Adjusted EBITDA is a supplemental measure of operating performance that does not represent and should not be considered as an alternative to net income or cash flow from operations, as determined by GAAP, and our calculation thereof may not be comparable to that reported by other companies. This measure is presented because we believe that investors' understanding of our performance is enhanced by including this non-GAAP financial measure as a reasonable basis for evaluating our ongoing results of operations.

Adjusted EBITDA is calculated as net income before interest expense, provision for income taxes and depreciation and amortization and further adjustments to reflect the additions and eliminations presented in the table above.

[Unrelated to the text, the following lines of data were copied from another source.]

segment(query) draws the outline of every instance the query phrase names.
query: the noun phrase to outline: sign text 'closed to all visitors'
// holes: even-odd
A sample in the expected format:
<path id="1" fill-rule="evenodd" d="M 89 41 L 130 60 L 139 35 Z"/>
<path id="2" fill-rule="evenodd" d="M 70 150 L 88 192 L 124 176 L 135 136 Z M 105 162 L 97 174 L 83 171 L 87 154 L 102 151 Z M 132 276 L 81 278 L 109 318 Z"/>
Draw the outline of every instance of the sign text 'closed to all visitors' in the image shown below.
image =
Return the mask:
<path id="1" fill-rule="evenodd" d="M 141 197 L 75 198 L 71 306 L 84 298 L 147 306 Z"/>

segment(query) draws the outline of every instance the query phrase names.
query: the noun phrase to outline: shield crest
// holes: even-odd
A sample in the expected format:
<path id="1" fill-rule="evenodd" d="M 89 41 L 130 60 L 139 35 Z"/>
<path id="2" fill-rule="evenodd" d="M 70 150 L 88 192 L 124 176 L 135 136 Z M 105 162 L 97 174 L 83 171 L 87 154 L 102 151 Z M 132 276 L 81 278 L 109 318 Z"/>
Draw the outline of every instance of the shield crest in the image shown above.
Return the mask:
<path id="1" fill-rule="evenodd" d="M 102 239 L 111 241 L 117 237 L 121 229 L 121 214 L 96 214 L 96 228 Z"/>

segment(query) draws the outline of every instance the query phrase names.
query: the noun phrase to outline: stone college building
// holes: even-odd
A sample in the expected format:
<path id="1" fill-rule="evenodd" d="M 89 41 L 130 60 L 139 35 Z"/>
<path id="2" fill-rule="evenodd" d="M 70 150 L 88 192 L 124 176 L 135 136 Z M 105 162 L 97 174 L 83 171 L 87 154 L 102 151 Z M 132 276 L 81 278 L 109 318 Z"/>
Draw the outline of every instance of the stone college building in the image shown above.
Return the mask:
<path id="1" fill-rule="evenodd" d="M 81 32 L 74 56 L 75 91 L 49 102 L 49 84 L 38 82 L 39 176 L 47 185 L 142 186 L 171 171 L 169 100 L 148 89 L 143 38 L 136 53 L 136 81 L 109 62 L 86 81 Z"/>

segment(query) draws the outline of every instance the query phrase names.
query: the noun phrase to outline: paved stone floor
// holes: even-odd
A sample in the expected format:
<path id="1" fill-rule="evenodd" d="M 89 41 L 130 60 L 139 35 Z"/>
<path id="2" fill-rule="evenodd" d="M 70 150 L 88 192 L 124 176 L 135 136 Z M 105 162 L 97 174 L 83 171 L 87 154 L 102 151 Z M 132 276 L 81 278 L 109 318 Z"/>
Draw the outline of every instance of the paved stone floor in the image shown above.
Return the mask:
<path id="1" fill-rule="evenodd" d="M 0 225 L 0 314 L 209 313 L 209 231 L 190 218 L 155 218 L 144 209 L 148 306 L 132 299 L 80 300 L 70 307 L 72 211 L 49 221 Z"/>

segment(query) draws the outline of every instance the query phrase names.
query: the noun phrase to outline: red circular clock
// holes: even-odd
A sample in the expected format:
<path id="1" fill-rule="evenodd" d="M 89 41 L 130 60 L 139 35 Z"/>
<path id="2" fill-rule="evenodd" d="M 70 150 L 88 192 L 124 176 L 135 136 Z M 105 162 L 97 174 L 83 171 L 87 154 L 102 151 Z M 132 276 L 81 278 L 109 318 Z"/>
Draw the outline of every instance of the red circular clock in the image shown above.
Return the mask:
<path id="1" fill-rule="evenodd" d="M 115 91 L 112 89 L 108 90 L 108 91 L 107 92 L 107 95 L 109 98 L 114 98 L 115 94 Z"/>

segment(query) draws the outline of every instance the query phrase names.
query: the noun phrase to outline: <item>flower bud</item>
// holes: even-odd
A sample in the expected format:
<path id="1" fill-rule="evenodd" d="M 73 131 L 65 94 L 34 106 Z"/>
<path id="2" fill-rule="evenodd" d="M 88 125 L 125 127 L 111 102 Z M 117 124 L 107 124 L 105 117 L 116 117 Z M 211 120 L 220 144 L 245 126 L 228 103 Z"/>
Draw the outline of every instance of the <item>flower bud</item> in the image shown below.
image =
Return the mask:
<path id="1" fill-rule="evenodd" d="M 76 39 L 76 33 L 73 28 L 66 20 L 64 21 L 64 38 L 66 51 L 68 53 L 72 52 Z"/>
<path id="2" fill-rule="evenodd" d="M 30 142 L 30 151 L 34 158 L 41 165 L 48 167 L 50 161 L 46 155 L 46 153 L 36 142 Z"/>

Adjusted EBITDA is presented because: (i) we believe it is a useful measure for investors to assess the operating performance of our business without the effect of non-cash charges such as depreciation and amortization expenses and asset disposals, closure costs and restaurant impairments and (ii) we use adjusted EBITDA internally as a benchmark for certain of our cash incentive plans and to evaluate our operating performance or compare our performance to that of our competitors. The use of adjusted EBITDA as a performance measure permits a comparative assessment of our operating performance relative to our performance based on our GAAP results, while isolating the effects of some items that vary from period to period without any correlation to core operating performance or that vary widely among similar companies. Companies within our industry exhibit significant variations with respect to capital structures and cost of capital (which affect interest expense and income tax rates) and differences in book depreciation of property, plant and equipment (which affect relative depreciation expense), including significant differences in the depreciable lives of similar assets among various companies. Our management believes that adjusted EBITDA facilitates company-to-company comparisons within our industry by eliminating some of these foregoing variations. Adjusted EBITDA as presented may not be comparable to other similarly-titled measures of other companies, and our presentation of adjusted EBITDA should not be construed as an inference that our future results will be unaffected by excluded or unusual items.